Wer in diesen Tagen den Internetauftritt – sprich: die Website – www.karl-nolle.de aufsucht, findet dort ein Statement, das Karl Nolle als Mitglied des Hohen Hauses im Zusammenhang mit einer Pressekonferenz am 27. April 2009 aus Anlass eines gegen ihn eingeleiteten Ermittlungsverfahrens veröffentlicht hat. Im Rahmen dieses Statements erklärt einer der Anwälte des betroffenen Abgeordneten – mit Sicherheit im Wissen um seine Verantwortung als Organ der Rechtspflege und seiner standesrechtlichen Pflichten – wörtlich:
„Es ist kein ungewöhnlicher Vorgang, dass gegen einen Abgeordneten ermittelt wird. Ungewöhnlich – und nebenbei in eklatanter Weise rechtswidrig – ist der Umgang mit dieser Angelegenheit. Erstens: Klar ist, dass die Strafanzeige von der landläufig als Steuerfahndung bekannten Stelle in Freital ausging. Art und Inhalt der Vorwürfe freilich schließen zu meiner Überzeugung aus, dass die dortige Behörde ausschließlich aus Eigeninitiati
ve tätig geworden ist. Es handelt sich um einen vagen Anfangsverdacht. Die Vorgänge liegen lange zurück. Der Vorwurf ist, selbst wenn er zuträfe, marginal, selbst wenn man ihn ins Verhältnis zum Umfang der getätigten Investitionen setzt. Ein Schaden wird ohnedies nicht behauptet. Normalerweise nichts, womit Steuerbehörden und Staatsanwaltschaften ihre wertvolle Zeit vergeuden.

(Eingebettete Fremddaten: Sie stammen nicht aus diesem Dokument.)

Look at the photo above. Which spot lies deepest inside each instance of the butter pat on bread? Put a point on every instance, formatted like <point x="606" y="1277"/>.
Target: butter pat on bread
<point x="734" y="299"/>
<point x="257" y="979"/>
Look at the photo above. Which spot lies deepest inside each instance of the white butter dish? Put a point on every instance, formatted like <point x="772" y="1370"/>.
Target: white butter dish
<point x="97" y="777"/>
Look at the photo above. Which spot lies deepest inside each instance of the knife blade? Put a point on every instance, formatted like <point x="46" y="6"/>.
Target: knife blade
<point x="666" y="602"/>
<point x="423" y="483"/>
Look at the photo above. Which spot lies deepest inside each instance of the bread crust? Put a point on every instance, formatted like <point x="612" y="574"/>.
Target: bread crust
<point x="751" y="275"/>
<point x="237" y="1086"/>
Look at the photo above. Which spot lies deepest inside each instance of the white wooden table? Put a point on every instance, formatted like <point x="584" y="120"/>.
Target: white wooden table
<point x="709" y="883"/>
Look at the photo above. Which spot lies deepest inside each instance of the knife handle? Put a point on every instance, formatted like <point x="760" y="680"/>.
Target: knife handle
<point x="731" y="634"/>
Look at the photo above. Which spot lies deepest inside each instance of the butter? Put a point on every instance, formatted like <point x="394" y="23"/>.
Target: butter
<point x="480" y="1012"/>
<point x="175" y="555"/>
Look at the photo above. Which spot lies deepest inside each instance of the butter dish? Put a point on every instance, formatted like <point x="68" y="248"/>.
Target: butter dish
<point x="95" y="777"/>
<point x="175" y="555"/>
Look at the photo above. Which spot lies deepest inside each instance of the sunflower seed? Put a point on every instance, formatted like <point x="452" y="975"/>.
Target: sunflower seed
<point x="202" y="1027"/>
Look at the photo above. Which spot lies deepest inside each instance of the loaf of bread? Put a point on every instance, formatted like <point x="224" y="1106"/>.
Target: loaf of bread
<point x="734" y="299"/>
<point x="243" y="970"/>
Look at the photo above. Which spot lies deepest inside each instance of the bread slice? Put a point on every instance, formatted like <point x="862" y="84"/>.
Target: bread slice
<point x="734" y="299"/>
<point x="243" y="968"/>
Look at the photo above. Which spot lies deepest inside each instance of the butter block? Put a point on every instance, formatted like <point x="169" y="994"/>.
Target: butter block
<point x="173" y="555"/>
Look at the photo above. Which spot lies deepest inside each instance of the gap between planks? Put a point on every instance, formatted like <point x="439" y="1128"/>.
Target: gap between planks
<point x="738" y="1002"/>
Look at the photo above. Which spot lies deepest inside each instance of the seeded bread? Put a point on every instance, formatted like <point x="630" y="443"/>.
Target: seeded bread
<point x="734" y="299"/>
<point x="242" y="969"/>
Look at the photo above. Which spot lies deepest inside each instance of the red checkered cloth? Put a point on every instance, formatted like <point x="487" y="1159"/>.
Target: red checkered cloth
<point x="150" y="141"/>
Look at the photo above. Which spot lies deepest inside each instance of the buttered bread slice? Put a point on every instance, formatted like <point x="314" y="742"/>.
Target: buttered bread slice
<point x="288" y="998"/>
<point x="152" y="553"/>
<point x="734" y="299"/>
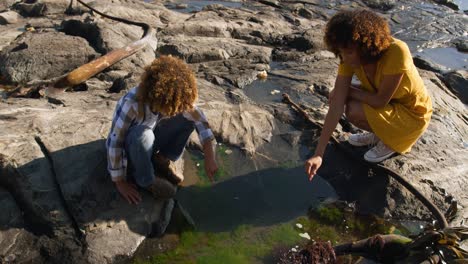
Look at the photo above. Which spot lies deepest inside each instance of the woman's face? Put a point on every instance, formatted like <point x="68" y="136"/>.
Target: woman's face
<point x="350" y="55"/>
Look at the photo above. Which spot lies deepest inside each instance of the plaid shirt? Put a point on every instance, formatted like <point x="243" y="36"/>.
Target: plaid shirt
<point x="125" y="117"/>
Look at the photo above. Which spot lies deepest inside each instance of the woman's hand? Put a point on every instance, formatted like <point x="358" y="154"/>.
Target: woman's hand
<point x="128" y="191"/>
<point x="312" y="165"/>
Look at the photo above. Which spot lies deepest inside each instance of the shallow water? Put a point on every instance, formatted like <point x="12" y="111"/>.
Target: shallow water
<point x="448" y="57"/>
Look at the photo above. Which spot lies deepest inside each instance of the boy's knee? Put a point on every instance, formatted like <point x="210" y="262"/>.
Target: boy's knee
<point x="351" y="111"/>
<point x="143" y="136"/>
<point x="162" y="188"/>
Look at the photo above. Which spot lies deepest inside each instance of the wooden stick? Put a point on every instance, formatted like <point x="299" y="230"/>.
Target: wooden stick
<point x="378" y="167"/>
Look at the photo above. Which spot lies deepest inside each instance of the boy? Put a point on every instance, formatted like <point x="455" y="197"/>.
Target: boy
<point x="151" y="126"/>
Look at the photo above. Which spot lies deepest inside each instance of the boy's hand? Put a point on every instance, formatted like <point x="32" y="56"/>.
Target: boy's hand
<point x="210" y="168"/>
<point x="128" y="191"/>
<point x="312" y="165"/>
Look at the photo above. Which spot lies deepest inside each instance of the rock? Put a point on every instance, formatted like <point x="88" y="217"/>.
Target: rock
<point x="461" y="44"/>
<point x="243" y="125"/>
<point x="111" y="231"/>
<point x="9" y="17"/>
<point x="449" y="3"/>
<point x="309" y="40"/>
<point x="43" y="56"/>
<point x="181" y="6"/>
<point x="427" y="64"/>
<point x="8" y="34"/>
<point x="304" y="12"/>
<point x="196" y="50"/>
<point x="31" y="9"/>
<point x="457" y="82"/>
<point x="384" y="5"/>
<point x="43" y="7"/>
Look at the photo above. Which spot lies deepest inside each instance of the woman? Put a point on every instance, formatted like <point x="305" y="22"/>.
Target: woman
<point x="391" y="104"/>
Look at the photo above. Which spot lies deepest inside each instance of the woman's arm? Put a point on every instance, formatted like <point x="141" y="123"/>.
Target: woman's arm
<point x="387" y="88"/>
<point x="335" y="111"/>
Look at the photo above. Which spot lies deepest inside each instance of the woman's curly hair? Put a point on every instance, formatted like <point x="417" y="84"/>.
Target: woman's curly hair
<point x="364" y="28"/>
<point x="168" y="86"/>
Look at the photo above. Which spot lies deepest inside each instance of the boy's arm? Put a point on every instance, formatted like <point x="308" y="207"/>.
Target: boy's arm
<point x="206" y="139"/>
<point x="123" y="117"/>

Auf der anderen Seite stehen die Person des Herrn Nolle sowie der Zeitpunkt kurz vor Beginn des Landtagswahlkampfes und der Veröffentlichung seines Buches zur Nomenklaturvergangenheit führender CDU-Politiker, die Schlimmes befürchten lassen.“
„Zweitens“, so der Rechtsanwalt weiter, „Medienberichten zufolge war die Staatsregierung von den geplanten Ermittlungen seit Monaten informiert. Endlich habe man Nolle. Bereits um Ostern wurde nach diesen Presseinformationen wenigstens einem Journalisten von einem hochrangigen Regierungsvertreter ein entsprechendes Material angeboten. Der Journalist lehnte ab. Vermutlich gab es das Angebot an weitere Journalisten. Sie taten es dem ersten gleich.“
Ob diese Medienberichte wahr sind, wissen Sie besser als diejenigen, die jetzt auf der Tribüne von der Presse vertreten sind. Nebenbei bemerkt, fügt der Anwalt hinzu, dass sie sich nahtlos in das Gesamtbild der Angelegenheit einfügen.
Ich beende jetzt das Zitat, das Statement des Herrn Rechtsanwalts Stefan Strebe, Fachanwalt für IT-Recht und Verfahrensbevollmächtigter von Karl Nolle, und stelle mit Nachdruck die Frage an die Staatsregierung, ob dieser Vorwurf, dass ein oder mehrere hochrangige Vertreter der Staatsregierung von den vermeintlichen Erkenntnissen zur Steuerfahndung im Fall Nolle seit Monaten Kenntnis hatten, richtig ist und ob diese Information quasi dosiert weitergegeben wurde.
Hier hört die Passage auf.